A construção do estádio do Corinthians, provável sede da abertura da Copa, começa em abril, logo após a aprovação do projeto. O estádio, para 70 mil pessoas (o projeto original era para 48 mil), será erguido pela Odebrecht.

PROMESSA É DÍVIDA

País rico é país sem pobreza, diz o genial slogan oficial. E o governo, com o salário-mínimo que impôs, está fazendo o possível para acabar com a pobreza.

RIR...

O governo decidiu reduzir de 484 para 171 o número de integrantes da Autoridade Pública Olímpica, que deve ser comandada por Henrique Meirelles. Alguém mais antenado lembrou que 171 é um número simbólico, do artigo do Código Penal que define o estelionato. O número foi mudado para 181 - o que mostra a seriedade com que se estimam as necessidades e se calculam os custos.

RIR...

A coisa passou meio despercebida na ocasião, mas merece ser lembrada. De 9 de março a 18 de abril do ano passado, realizou-se em São Paulo uma exposição de 39 quadros de Moamar Kadhafi - o próprio. Quem coordenou a exposição foi a ONG Kadhafi International Foundation for Charitable Associations (Fundação Internacional Kadafi para Associações de Caridade), fundada e dirigida pelo filho do líder líbio, Saif (este que anunciou que o pai não vai se render e prometeu um banho de sangue). O objetivo da ONG é patrocinar "desenvolvimento e ajuda humanitária nos campos social, econômico, cultural e dos direitos humanos".

RIR

O Brasil está preocupadíssimo com direitos humanos.
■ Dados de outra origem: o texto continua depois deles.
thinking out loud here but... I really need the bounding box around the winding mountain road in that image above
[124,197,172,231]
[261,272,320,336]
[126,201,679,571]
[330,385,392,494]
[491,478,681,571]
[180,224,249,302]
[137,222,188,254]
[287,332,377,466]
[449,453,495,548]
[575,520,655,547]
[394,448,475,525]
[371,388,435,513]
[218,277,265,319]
A Comissão de Direitos Humanos da Câmara promoveu reunião com o diretor da Campanha Internacional pelos Direitos Humanos do Irã, Hadi Ghaemi, e a jornalista e feminista iraniana Parvin Ardalan. Não apareceu ninguém da oposição, nem do governo, nem da turma do muro. Para evitar o vexame, chamaram funcionários do Congresso para ocupar as cadeiras vazias e um técnico da Comissão comandou o encontro.

A LUZ NO FIM DO TÚNEL...

Não, ninguém parece preocupado com esse tipo de problema. Tudo bem, a época das competições é mais seca, mas pode acontecer: e se chover na Copa ou nos Jogos Olímpicos? Há algum esforço para aumentar a geração de energia (por exemplo, Belo Monte). Mas, como no caso da moça daquele anúncio de xampu, a transmissão continua a mesma, os transformadores e subestações não estão ficando mais novos com o passar do tempo, os sinais de trânsito continuam contemporâneos do Fusca e do Aero-Willys. E o que se discute, como se fizesse diferença, é se a energia é do PMDB de Sarney ou do PMDB de Eduardo Cunha.

É O TREM NA CONTRAMÃO

Algumas propostas beiram o inacreditável - como sugerir às grandes empresas para que troquem seus caríssimos geradores atuais por caríssimos geradores a álcool, e se desliguem da rede pública de energia nos horários de pico. Quem paga o prejuízo das empresas com a troca de geradores? Alô, Caramuru!